Thursday, September 11, 2014

His first day on the job.

The other night I worked moderately late and so when I left the office, the first thing I did was look for a cab. (BTW, most mornings I get in before eight, so when six rolls around, I have had enough for the day. I don't shortchange anyone on the hours I work. I usually put an hour in when I get home. I'd just rather be home than hang around the office.)

I noticed about half a block ahead of me a cab pull to a stop and I saw a delightfully long pair of gams swing out. The owner of those gams batted her eyes at me and pointed to the hack. "He's all yours," she purred. And then she rolled her peepers.

I slid in and buckled up. "Eighty-third and York," I directed.

The cabbie hugged the wheel and stuttered, more in Mandarin than in English.

"First day on job," he said brokenly. "You tell me how."

I checked his hack number. It was 560,000 or something. He was truly brand new.

He drove like it was not only his first day driving a cab, but his first day driving as well.
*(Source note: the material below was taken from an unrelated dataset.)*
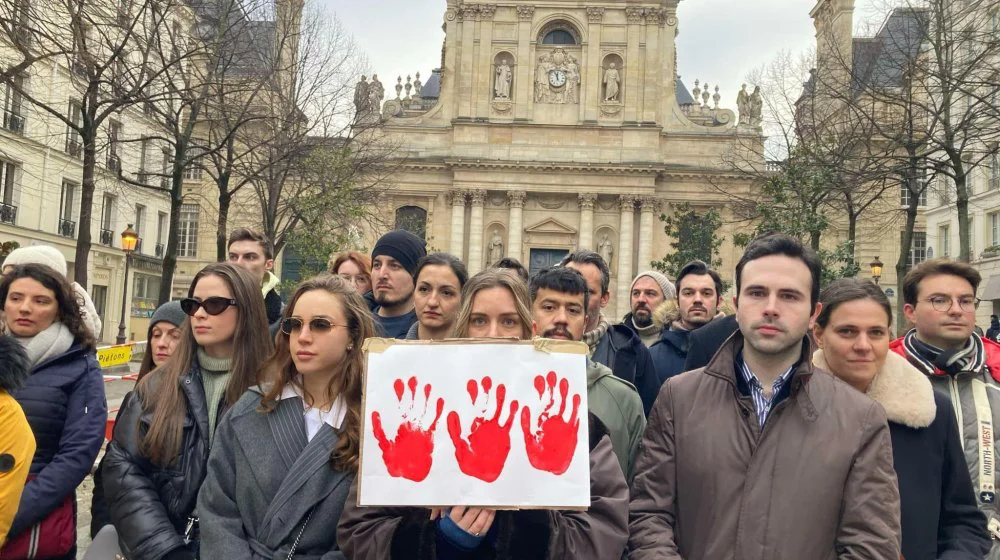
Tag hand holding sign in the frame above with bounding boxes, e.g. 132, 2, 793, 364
521, 371, 580, 474
448, 377, 517, 482
372, 377, 444, 482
We creeped east on 48th Street and I told him to swing up 10th, where the lights are elegantly timed, and if you play it right you can make it all the way into the 70s or 80s without hitting a red. We stopped pretty much every five blocks. He went barely 20 miles an hour.

I started to react like a real New Yorker. "Can't you hurry up," I thought. "Give it some gas," I felt like saying. But I bit my tongue. It was his first day on the job.

We finally made it to my apartment about 30 minutes later. It took a full ten minutes and about three dollars longer than it should have. I thought about stiffing him on the tip, but then thought about my first day on the job in advertising and gave him $25 for a $19 fare.

I'm a freelancer now, I figured. It's all deductible.

"Good luck," I said as I exited.

He was hugging the wheel like a soldier on leave seeing his girl.

"Good thank you," he said.

And he drove off at about eight miles per.